While I have paid an editor to provide some professional services, she is in no way responsible for any mistakes or awkwardness within the text.  Defects of any sort (from typos to heresy) are mine.  I wanted to get this book out into the marketplace of ideas as soon as possible and didn’t want to wait until everything within it is in a perfected form.  I’m hoping that the feedback from you all, the first wave of readers, will help with that perfecting process.  Please feel free to post comments and suggestions to the Guestbook at 


I chose Ms. Dansereau to serve as the editor because of her reputation for quality writing and editorial work and because she isn’t a Christian.  She’s a Buddhist.  And I wanted feedback from a young adult from another faith tradition.   


Notes to the Reader: Interspersed throughout the text are sections with narrower font type that I call “Break It Downs.”  These are provided to allow us to go deeper into various subtopics and provide background information, or some of my musings, on a variety of topics.  If you like going down rabbit holes of the mind, you might enjoy them.  Feel free to skip them at your leisure.  The Footnotes are a combination of more of my thoughts on certain subtopics, passages from other sources that provide further information, and references from works that I cite.  Feel free to skip Chapter 1 if you’d rather dig right into the meat of the text.  It’s just a bunch of stuff about me and the book isn’t really about me – besides I’m a dork.  If you’d prefer to skip past the theology and focus more upon what progressive Christianity looks like in practice, you might wish to simply read the Introduction and Chapter 2 and then skip ahead to Section II and see Chapters 11-13 and the Postlude.   I alternate referring to God as “He” and “She.” I speak to why I do this in Chapter 3.  I sometimes refer to God with the pronoun Who intentionally capitalized.  This is done to show reverence and to make it clear who I’m referring to.[1]  Unless otherwise indicated, the Bible passages that I quote are from the NIV (New International Version) Bible.  This is intentional as I feel it does a good job with the Greek in the New Testament, it is favored by many conservative Christians, and I’d like to help any conservative Christians who read this book to feel familiarity and a sense of welcome and hospitality.  Due to legal issues regarding the quoting of music lyrics, I paraphrase them when I use them. 

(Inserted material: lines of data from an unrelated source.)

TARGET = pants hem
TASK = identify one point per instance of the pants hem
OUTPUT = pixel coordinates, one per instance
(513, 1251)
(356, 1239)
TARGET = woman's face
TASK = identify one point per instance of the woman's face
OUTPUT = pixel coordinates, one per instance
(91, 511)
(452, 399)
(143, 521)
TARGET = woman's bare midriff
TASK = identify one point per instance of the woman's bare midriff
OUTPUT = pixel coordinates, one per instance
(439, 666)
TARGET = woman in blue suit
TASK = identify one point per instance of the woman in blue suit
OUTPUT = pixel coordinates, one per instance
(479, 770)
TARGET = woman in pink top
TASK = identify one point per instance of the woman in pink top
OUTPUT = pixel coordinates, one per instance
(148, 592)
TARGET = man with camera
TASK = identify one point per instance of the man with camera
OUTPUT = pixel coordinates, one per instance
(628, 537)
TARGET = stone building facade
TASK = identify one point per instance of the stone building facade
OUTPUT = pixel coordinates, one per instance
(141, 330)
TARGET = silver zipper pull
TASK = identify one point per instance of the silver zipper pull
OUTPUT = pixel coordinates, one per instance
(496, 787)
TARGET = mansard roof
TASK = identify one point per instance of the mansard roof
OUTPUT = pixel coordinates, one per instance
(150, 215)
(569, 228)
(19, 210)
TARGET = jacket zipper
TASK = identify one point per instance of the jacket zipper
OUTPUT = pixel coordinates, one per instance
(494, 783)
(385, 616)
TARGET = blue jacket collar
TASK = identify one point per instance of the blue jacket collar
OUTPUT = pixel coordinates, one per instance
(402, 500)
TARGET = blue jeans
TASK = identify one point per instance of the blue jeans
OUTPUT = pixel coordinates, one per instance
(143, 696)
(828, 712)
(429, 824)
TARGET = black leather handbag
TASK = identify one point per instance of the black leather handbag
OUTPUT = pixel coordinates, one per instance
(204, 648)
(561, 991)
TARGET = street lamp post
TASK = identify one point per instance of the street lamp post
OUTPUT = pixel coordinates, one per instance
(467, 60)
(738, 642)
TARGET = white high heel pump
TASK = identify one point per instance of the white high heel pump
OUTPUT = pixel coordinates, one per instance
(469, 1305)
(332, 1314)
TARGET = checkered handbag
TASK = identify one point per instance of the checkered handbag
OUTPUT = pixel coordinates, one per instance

Because there are many varieties of Christianity and there is no way I could speak to all of them, I have limited my focus in this book to distinguishing progressive Christianity from the forms of the faith that are most prominently featured and discussed by the American media; i.e., conservative evangelicalism and fundamentalism.  I employ a compare-and-contrast approach that may come across as dualistic or divisive.  In the Postlude at the end of the text I make a point to reconcile and state that progressive Christianity isn’t necessarily better than other approaches to the faith.  I recognize the limitations of these approaches but my intention is to help correct the current imbalance of conservative Christianity all but monopolizing the faith.  The conservative evangelical approach isn’t resonating with many of today’s young people (or older persons for that matter) and I have a heart to share the approach of progressive Christianity.